The hypothetical scenario pictures an adult grandchild who is initially impressed and comforted by the technology, but starts seeing food delivery advertisements in the voice and style of their grandmother once a “premium trial” ends.

Overridden with guilt over disrespecting the memory of their grandmother, the grandchild wants the deadbolt turned off, but in a meaningful way – something the service provider has not reckoned with.

“People might develop strong emotional bonds with such simulations, which will make them particularly vulnerable to manipulation,” said Dr Tomasz Hollanek, the study’s other co-author.

“Methods and even rituals for retiring deadbots in a dignified way should be considered. This may mean a form of digital funeral, for example, or other types of ceremony depending on the social context.”

“We recommend design protocols that prevent deadbots being utilized in disrespectful ways, such as for advertising or having an active presence on social media,” Hollanek said.

However, banning deadbots based on non-consenting donors would not be feasible, according to researchers.

Another scenario featured in the paper highlights a terminally ill woman who uses the services of an imagined company called “Paren’t” to create a digital replica of herself to assist her eight-year-old son with the grieving process.

Similarly to the first scenario, all goes well at first, but takes a sour turn as the AI starts generating confusing responses as it adapts to the needs of the child, such as depicting an impending in-person encounter with their mother.

To avoid these kinds of situations, the use of deadbots should be age-restricted and content warnings put in place, ensuring the user is always aware that they are interacting with an AI, the researchers recommended.

The final scenario explores a fictional company called “Stay” and shows an older person secretly committing to a deadbolt of themselves and paying for a 20-year subscription in the hopes it will comfort their adult children and allow their grandchildren to know them.

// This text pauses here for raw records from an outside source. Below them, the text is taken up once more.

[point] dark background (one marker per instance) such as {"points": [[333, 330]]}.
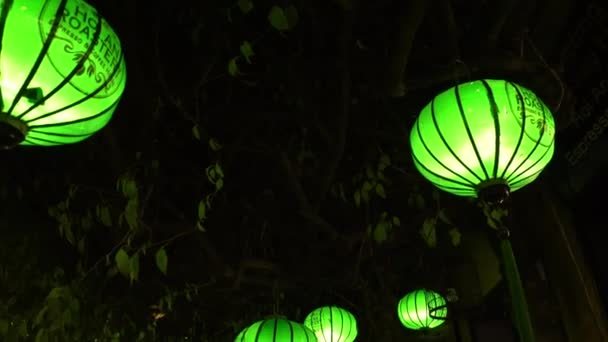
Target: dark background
{"points": [[557, 49]]}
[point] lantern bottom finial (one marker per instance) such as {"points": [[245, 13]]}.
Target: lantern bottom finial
{"points": [[12, 131]]}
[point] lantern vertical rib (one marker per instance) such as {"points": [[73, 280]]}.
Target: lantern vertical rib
{"points": [[41, 55], [74, 71], [494, 110], [468, 130], [439, 162], [448, 145], [521, 134]]}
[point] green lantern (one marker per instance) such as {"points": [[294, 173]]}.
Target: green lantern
{"points": [[332, 324], [483, 133], [62, 72], [274, 330], [422, 309]]}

As the service kicks in after their death, one of their adult children refuses to engage and receives a barrage of emails in the voice of their dead parent as a result. Another does, but ends up emotionally exhausted. However, neither can suspend the deadbolt as that would violate the terms of the contract their parent signed with the service company.

“It is vital that digital afterlife services consider the rights and consent not just of those they recreate, but those who will have to interact with the simulations,” Hollanek said.

“These services run the risk of causing huge distress to people if they are subjected to unwanted digital hauntings from alarmingly accurate AI recreations of those they have lost. The potential psychological effect, particularly at an already difficult time, could be devastating.”

Researchers said that providers of these services should have opt-out protocols allowing users to terminate their relationships with AI simulations in ways that provide emotional closure.